Boy, Oh Boy!
While it’s absolutely true that a pregnant woman wishes only for a healthy baby at the end of those “joyful” nine months of having your body completely taken over by a foreign being, it is just as absolutely true that pregnancy does weird and inexplicable things to a woman’s way of thinking. Crazy thoughts invade an otherwise rational woman’s mind and have a way of resting there awhile – at least they did for me, anyway. During the majority of my pregnancy with my first child, I was convinced, beyond a shadow of a doubt, that I was having a girl. I just knew it. There really wasn’t another option. No further discussion required — thank you. In my mind’s eye, she was going to be just like me. By the time I was rounding out my seventh month, I had her name and future completely mapped out in my head. I fantasized often about the things we would do together; what I would show, teach and tell her. It was a neat little perfect package, wrapped sweetly in pink, frilly, feminine love.
It wasn’t until much too close to the eleventh hour of my due date that panic struck one day while I was trying to picture what my baby girl would look like and imagine her holding my hand, when the truly frightening thought occurred to me…
What if it’s a boy? A boy?? A boy.
It couldn’t possibly be a boy. I knew nothing about boys –let alone caring for and raising one. I dismissed the thought, immediately.
What came next of course, was the blessing of a healthy, baby boy whom I instantly fell in love with. In addition to the miracle of birth, there is that instantaneous bond that forms the moment mother and child see each other for the very first time, it’s the bond that creates an unconditional love, forever. That once horrifying “what if” thought evaporated as if it never existed and the focus immediately turned to…
I love you and I will try my best for you — always.

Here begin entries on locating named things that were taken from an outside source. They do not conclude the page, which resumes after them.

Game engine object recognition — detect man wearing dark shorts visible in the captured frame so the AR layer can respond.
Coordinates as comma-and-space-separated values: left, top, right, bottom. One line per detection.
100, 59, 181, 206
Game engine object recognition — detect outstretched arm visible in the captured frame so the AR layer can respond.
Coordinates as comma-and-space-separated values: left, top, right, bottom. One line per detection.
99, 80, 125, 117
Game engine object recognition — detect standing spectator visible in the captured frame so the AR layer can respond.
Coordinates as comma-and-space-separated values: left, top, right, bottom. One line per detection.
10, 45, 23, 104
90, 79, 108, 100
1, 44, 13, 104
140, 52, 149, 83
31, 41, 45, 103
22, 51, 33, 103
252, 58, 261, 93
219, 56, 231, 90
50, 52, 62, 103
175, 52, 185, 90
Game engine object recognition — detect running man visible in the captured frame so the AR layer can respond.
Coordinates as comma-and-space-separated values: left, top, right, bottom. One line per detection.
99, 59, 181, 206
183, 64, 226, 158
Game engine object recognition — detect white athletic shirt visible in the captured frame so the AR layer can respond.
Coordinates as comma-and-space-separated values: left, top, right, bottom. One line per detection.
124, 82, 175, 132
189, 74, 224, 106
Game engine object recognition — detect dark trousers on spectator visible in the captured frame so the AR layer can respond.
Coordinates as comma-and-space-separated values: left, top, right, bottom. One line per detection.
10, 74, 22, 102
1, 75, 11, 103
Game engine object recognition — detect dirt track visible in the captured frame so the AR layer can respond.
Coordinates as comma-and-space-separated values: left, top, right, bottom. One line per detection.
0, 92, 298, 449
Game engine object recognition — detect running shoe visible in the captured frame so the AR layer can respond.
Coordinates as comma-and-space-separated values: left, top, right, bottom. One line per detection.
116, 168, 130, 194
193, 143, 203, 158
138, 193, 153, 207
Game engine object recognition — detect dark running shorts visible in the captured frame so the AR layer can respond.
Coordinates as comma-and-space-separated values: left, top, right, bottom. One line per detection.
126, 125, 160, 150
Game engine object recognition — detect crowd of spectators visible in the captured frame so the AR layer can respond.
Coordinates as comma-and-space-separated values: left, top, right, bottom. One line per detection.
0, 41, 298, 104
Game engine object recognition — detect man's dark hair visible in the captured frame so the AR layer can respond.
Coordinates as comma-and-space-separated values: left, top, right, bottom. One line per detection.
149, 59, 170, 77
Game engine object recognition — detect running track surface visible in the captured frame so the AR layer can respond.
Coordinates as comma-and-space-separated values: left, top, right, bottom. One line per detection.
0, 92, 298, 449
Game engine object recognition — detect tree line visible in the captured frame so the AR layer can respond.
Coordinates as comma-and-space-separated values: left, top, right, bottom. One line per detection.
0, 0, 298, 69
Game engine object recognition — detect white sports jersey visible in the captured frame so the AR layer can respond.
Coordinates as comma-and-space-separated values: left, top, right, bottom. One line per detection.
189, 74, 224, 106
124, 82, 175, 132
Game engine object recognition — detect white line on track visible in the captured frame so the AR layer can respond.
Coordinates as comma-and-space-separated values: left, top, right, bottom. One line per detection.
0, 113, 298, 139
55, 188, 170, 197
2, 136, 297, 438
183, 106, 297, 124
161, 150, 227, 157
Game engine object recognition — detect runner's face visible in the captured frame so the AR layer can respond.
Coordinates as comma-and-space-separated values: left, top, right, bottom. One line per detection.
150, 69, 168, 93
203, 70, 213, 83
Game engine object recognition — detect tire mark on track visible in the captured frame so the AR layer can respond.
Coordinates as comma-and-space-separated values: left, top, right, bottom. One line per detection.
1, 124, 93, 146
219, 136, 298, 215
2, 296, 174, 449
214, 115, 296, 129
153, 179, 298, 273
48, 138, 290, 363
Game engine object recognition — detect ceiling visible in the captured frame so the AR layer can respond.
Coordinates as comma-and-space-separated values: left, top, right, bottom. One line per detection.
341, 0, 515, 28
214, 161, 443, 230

That’s how it was for me anyway. And so, the journey began. Enter Spiderman, Scooby-doo, pirates, dirt and worms in my fridge; fishing camp, building rockets and traps, collecting bugs, catching frogs and conducting experiments. The journey is thirteen years in the making now and includes football, soccer, basketball and baseball too.

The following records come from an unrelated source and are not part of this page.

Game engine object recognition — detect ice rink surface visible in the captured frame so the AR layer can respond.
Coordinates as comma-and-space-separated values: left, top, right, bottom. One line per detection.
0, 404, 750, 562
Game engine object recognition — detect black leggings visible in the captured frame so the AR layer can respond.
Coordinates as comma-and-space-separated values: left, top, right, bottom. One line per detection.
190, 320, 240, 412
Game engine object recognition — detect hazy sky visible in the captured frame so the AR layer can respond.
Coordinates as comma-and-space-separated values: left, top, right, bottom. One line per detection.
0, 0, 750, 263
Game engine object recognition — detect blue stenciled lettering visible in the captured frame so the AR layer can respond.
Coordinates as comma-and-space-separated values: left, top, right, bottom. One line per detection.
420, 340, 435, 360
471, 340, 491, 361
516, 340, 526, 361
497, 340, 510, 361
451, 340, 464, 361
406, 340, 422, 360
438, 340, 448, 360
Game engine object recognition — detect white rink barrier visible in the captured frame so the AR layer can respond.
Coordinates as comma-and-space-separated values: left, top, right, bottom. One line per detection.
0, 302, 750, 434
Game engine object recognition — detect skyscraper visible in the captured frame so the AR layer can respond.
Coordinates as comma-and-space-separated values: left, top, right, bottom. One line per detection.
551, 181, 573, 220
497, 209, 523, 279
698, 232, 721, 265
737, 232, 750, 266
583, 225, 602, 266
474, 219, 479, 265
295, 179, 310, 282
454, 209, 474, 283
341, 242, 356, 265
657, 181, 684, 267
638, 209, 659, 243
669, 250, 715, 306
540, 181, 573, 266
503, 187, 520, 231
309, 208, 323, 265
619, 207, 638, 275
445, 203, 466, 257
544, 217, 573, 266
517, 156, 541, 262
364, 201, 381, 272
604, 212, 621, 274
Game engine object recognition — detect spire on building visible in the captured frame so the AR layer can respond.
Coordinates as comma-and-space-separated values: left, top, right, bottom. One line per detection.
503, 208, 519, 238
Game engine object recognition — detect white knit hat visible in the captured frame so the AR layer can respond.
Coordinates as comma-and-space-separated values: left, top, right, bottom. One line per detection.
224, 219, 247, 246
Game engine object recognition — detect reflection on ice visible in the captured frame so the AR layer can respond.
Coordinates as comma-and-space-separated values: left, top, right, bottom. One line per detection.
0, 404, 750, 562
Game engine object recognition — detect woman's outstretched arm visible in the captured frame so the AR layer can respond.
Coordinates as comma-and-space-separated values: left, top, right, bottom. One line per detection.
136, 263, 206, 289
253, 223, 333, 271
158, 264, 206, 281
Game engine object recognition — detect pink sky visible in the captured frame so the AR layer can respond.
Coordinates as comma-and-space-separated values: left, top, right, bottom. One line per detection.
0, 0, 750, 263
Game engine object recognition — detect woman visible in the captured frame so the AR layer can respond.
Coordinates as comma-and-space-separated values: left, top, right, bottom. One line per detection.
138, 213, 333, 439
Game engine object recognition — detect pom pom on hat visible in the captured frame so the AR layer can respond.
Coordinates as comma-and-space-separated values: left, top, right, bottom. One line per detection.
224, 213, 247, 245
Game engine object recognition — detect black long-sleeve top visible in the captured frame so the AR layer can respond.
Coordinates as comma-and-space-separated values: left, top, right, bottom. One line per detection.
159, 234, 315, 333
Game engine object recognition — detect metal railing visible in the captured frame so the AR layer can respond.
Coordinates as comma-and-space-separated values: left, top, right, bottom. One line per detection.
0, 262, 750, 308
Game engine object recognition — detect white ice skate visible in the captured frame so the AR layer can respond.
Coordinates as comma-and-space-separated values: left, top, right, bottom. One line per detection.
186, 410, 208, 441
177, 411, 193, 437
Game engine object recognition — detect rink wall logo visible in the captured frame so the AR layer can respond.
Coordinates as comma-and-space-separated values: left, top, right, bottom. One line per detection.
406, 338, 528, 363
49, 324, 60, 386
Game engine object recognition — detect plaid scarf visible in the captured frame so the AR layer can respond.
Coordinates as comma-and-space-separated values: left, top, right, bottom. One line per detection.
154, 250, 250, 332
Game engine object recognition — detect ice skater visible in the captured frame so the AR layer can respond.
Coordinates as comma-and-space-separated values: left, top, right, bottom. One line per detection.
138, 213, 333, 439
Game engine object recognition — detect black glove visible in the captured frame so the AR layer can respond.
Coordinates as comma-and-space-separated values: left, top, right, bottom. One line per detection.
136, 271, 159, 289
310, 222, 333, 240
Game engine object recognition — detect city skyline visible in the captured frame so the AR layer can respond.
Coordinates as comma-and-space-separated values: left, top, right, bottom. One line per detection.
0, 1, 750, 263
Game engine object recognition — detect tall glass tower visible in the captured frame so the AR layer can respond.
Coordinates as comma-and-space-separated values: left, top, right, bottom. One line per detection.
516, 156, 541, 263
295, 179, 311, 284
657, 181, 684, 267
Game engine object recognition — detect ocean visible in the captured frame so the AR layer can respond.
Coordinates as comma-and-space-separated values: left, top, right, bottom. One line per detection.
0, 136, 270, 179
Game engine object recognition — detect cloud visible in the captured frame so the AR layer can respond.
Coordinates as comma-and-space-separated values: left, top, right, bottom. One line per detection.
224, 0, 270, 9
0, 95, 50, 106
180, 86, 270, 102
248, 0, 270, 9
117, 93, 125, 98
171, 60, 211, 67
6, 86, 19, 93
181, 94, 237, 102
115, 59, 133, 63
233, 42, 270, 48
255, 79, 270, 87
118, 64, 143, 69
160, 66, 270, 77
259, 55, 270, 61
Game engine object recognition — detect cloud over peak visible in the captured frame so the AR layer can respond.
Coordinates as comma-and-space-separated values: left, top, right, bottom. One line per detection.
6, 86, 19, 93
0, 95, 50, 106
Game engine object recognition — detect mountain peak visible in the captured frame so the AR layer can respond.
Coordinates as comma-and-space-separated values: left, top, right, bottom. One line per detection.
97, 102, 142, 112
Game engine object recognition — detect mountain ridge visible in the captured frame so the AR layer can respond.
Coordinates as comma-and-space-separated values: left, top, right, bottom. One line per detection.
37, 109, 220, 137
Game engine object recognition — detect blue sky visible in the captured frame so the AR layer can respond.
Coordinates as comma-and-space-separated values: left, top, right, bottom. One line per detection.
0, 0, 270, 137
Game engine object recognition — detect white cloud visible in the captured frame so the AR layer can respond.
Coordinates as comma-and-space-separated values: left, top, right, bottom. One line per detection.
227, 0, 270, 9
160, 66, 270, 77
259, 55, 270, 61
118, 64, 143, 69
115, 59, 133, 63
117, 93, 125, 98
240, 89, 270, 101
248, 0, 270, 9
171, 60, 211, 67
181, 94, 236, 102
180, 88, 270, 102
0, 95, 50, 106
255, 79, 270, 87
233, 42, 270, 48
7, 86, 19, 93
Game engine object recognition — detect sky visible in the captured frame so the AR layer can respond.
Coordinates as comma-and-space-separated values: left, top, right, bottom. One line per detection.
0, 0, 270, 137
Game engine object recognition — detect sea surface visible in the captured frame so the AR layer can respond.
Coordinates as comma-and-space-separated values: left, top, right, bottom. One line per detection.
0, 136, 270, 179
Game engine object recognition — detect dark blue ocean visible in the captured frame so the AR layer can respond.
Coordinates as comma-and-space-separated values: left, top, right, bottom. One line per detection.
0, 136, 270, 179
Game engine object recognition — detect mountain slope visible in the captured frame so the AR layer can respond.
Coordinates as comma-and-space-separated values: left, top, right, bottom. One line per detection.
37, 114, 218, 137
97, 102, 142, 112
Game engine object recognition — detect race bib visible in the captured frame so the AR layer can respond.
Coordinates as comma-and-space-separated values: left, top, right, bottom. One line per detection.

Between two kids and three teams, practice and games, I’m either on a baseball or a soccer field three or four times a week these days, not exactly what I envisioned when I first began to fantasize about my children, better for sure and I wouldn’t have it any other way.
Besides, a few years after the boy arrived I found myself rounding out my seventh month of a second pregnancy, this time, fantasizing about the brothers that would build an empire. In my mind’s eye, it was a solid little package, neatly wrapped in bold testosterone.
I was certain of it.
Until of course, she appeared, all soft and sweet and smiling-like.
A girl! She was a girl! What on earth would I do with a girl??
Tell me, were you surprised or did you find out what the gender of your child would be?